Reputation Matters

Jeff Resnick writes about the importance of active corporate reputation management in our latest guest blog. He is Global Managing Director at ORC International, the global market research firm that conducted the annual NYSE Euronext CEO Report.

Warren Buffett hit the nail on the head when he said “It takes 20 years to build a reputation and five minutes to ruin it. If you think about that, you’ll do things differently.”

Unfortunately, the case examples documenting the veracity of this statement are numerous. A company’s reputation is one of its most important assets and deserves to be protected with every ounce of fortitude a company can muster. Based on this year’s CEO Report, NYSE Euronext listed CEOs as well as entrepreneurial CEOs of privately held companies agree. Virtually all of these CEOs (97 and 96% respectively) consider managing their company’s reputation a part of their overall enterprise risk management strategy. Every CEO should be asking the question “Am I doing enough to protect the reputation of my company?”

Protecting your company’s reputation is critical in today’s environment where the public’s trust in large corporations has been damaged by the poor behavior of a number of high profile companies over the past decade- Enron, AIG, Bear Stearns just to name a few. It is because of these actions that today, 35% of NYSE Euronext CEOs and 56% of the entrepreneurial CEOs say the public’s trust in publicly traded companies is decreasing.
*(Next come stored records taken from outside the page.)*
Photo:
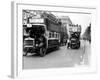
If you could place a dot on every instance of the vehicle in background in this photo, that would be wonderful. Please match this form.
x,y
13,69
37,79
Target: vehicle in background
x,y
74,36
43,33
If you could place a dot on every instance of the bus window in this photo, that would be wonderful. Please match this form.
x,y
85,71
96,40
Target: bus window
x,y
53,35
50,34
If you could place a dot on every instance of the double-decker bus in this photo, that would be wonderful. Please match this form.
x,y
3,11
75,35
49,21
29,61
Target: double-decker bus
x,y
43,33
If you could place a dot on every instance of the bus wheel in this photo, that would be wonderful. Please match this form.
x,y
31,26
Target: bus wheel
x,y
25,54
42,51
Additionally, while almost two-thirds of NYSE Euronext listed CEOs believe CEOs, in general, are taking as much action as they should to protect the reputation of their company, this falls to approximately four in ten among entrepreneurial CEOs and MBA students, our ‘Future CEOs’. This is a considerable gap that must be rectified before this “trust chasm” can be bridged. Additionally, when it comes to Corporate Social Responsibility, nearly 60% of MBA students also feel it should be mandated to help support reputation initiatives while less than half of Listed CEOs agree.
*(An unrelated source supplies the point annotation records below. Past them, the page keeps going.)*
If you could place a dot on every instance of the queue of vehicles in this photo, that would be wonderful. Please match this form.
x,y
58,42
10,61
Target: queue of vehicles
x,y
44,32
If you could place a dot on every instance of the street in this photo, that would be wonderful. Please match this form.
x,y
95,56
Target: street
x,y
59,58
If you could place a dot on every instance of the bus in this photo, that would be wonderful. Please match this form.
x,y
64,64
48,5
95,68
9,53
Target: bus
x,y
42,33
Reputation is as much about perception as it is about fact. It is about ethics, trust, relationships, confidence and integrity. It is built on the fundamental belief that management knows how to run its business and will win in the long-term.
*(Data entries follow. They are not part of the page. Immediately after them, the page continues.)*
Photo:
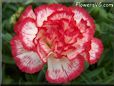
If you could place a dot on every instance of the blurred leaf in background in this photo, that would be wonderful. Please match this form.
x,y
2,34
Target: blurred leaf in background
x,y
99,73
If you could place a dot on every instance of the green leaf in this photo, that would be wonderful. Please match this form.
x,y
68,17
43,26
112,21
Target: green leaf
x,y
7,59
86,65
93,73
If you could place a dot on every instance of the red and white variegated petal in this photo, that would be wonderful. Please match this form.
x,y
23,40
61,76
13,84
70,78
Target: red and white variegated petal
x,y
28,33
61,15
43,50
62,70
96,50
27,61
74,53
58,7
80,13
28,12
42,12
93,54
It is also about leadership from the top. The adage “perception is reality” was never more true than it is in the world of reputation. The principle tenet of reputation is that it cannot be manufactured by an advertising agency or created by a PR firm. Reputation is built as a result of ongoing interactions between a company and its key stakeholder groups, where the experience of the later is consistent with the values the company claims to uphold, as well as its brand promise.  As stated by Professor Stephen A. Greyser of the Harvard Business School, “Actual corporate behavior far outweighs corporate communication about behavior – especially promised behavior.”

Since CEOs acknowledge that managing their reputation is an important part of enterprise risk management, the important question becomes what are the key steps that a CEO needs to take to effectively manage their company’s reputation?

According to extensive brand and reputation studies ORC International has conducted, the most important starting point is to fully understand where reputational risk lies. This includes risks about your firm specifically as well as industry risks that might have a negative impact on your firm. This is almost always a vigorous and enlightening process undertaken by the executive team. One primary reason why companies are often caught off-guard by a reputational event is they are often blind to the risk. Just as a company can identify sources of financial, technology or legal risk, so can the potential sources of reputational risk be identified. Once identified, it is then possible to:

  • Identify the reputational risks with the highest probability of occurring.
  • Assess which stakeholders (internal and external) might be impacted by a reputational event, if it occurred.
  • Establish measurement or audit protocols to determine whether the probability of a specific reputational event is increasing or decreasing
  • Create proactive strategies for dealing with reputational events, generally in concert with a company’s PR firm.

While the management of reputation is not as simplistic as this commentary might imply, starting the journey to better understanding your reputational risk is. There is no reason to be blindsided by a reputational event – something no CEO wants to experience.